Qaani first joined the Revolutionary Guard as a young man in 1980, when it was a nascent force tasked with protecting the Islamic Republic. He soon became division commander, leading battles in the Iran-Iraq war in the 1980s, and oversaw operations in northeastern Iran, where he was born.
There, according to Alfoneh, Qaani likely helped facilitate support for Afghanistan’s Northern Alliance, a group of fighters that sought to overthrow the Taliban, a Sunni militant movement that came to power in 1996.
In 1998, when Taliban forces attacked Iran’s consulate in the northern Afghan city of Mazar-e Sharif, killing nine diplomats, Qaani was instrumental in dissuading Tehran’s leadership from responding militarily, Azizi said.
“Many people were eager for Iran to take action,” Azizi said. “It was an act of maturity on Qaani’s part in deciding not do anything rash.”
Qaani and his predecessor appear to have divided the labor: Soleimani operated on Iran’s western front, while Qaani’s focus remained on its eastern borders.
Qaani also once traveled with Iran’s then-president, Mahmoud Ahmadinejad, to several countries in Africa and South America. In 2012, the Treasury Department sanctioned Qaani for overseeing the distribution of the Quds Force’s finances to regional allies. He was also responsible for a weapons shipment to Gambia that was intercepted in Nigeria in 2010, the department said.
He is also believed to have to have played a prominent role in establishing Liwa al-Fatemiyoun, a military brigade of mostly Afghan Shiite Hazaras who were deployed to Syria to assist government forces.
In 2012, Qaani was the first Revolutionary Guard commander to publicly acknowledge Iran’s military presence in Syria, telling an Iranian news outlet that due to Iran’s involvement in the war, “big massacres were prevented.”
“Qaani seems to be a more cagey personality than his predecessor.

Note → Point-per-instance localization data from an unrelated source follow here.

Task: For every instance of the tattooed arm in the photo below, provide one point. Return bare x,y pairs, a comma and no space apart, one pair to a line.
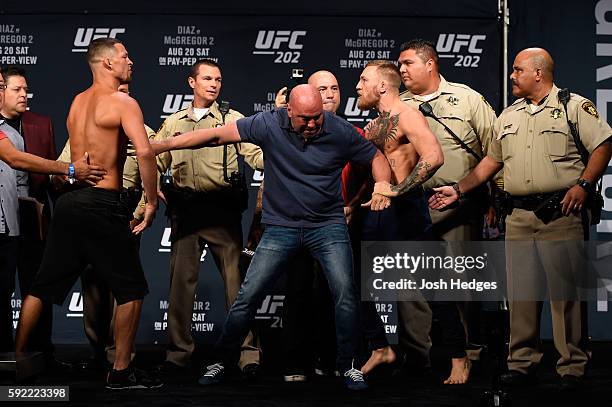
415,127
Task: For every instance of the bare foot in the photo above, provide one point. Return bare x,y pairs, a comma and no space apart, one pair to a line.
378,357
460,371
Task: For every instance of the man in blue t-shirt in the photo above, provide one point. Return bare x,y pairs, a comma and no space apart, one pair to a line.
305,150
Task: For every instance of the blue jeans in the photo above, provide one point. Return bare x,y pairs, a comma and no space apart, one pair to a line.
330,246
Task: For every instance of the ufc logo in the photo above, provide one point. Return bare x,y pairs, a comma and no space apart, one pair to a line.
455,42
257,178
174,103
84,36
353,113
275,39
166,244
75,307
270,306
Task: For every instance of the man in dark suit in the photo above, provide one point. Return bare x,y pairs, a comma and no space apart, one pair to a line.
37,132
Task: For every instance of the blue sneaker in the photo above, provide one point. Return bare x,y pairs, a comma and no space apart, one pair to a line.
353,380
212,375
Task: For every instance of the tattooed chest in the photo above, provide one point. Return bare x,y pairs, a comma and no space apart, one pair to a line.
383,130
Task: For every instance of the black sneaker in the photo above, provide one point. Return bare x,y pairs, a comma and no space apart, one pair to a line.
131,378
294,375
213,374
353,380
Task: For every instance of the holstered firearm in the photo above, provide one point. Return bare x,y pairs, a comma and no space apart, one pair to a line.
546,207
595,199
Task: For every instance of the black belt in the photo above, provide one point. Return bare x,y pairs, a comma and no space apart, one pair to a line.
536,201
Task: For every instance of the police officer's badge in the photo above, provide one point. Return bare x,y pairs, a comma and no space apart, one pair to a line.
453,100
590,109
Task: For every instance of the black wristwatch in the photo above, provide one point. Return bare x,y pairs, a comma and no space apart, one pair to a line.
586,185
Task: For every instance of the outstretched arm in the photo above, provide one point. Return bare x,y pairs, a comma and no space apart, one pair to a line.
28,162
133,126
216,136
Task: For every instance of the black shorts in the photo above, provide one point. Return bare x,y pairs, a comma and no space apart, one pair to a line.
90,226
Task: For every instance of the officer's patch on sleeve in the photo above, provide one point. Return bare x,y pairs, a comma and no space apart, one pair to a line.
487,103
590,109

But like Soleimani, Qaani seems to have a strong personal relationship with the supreme leader,” said Ostovar.
His decades-long career at the highest levels of the Revolutionary Guard “says a lot about the trust both Khamenei and Soleimani had in him,” he said.

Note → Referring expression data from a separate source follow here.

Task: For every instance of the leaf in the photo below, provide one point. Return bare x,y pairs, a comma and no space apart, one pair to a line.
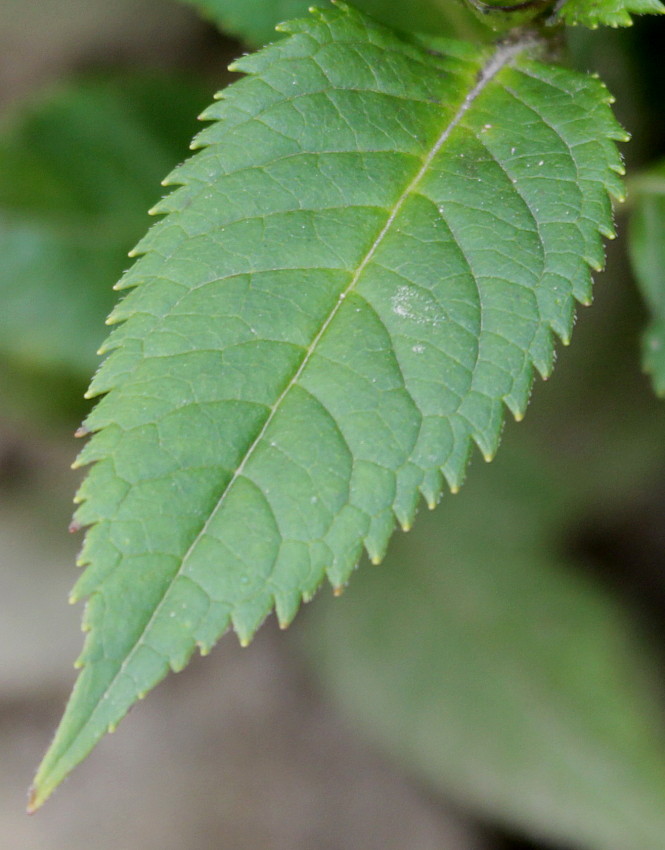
647,255
78,167
255,20
499,672
613,13
361,266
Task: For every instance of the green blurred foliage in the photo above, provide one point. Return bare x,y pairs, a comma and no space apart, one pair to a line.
254,21
79,167
484,655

Still, experts say, Qaani lacks broader experience in the Arab world, an area crucial to Iran’s efforts to counter U.S. and Israeli military power.

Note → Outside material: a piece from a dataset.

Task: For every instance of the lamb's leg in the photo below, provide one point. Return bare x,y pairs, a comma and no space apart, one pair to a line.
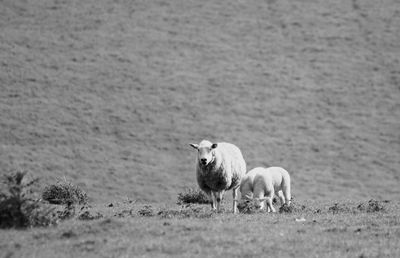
234,196
281,197
218,196
213,201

“I don’t think that he speaks Arabic, and he doesn’t have the same understanding of the Arab world or of Israel that Soleimani had,” said Azizi.
According to Ostovar, “it’s unlikely that Qaani’s friendships with proxy commanders are as well developed or run as deep as Soleimani’s.”
As a result, he will “probably run operations primarily from a distance,” Ostovar said. “Even if he wanted to replicate Soleimani’s general-on-the-frontlines photo ops, it’ll be difficult for him to do now.”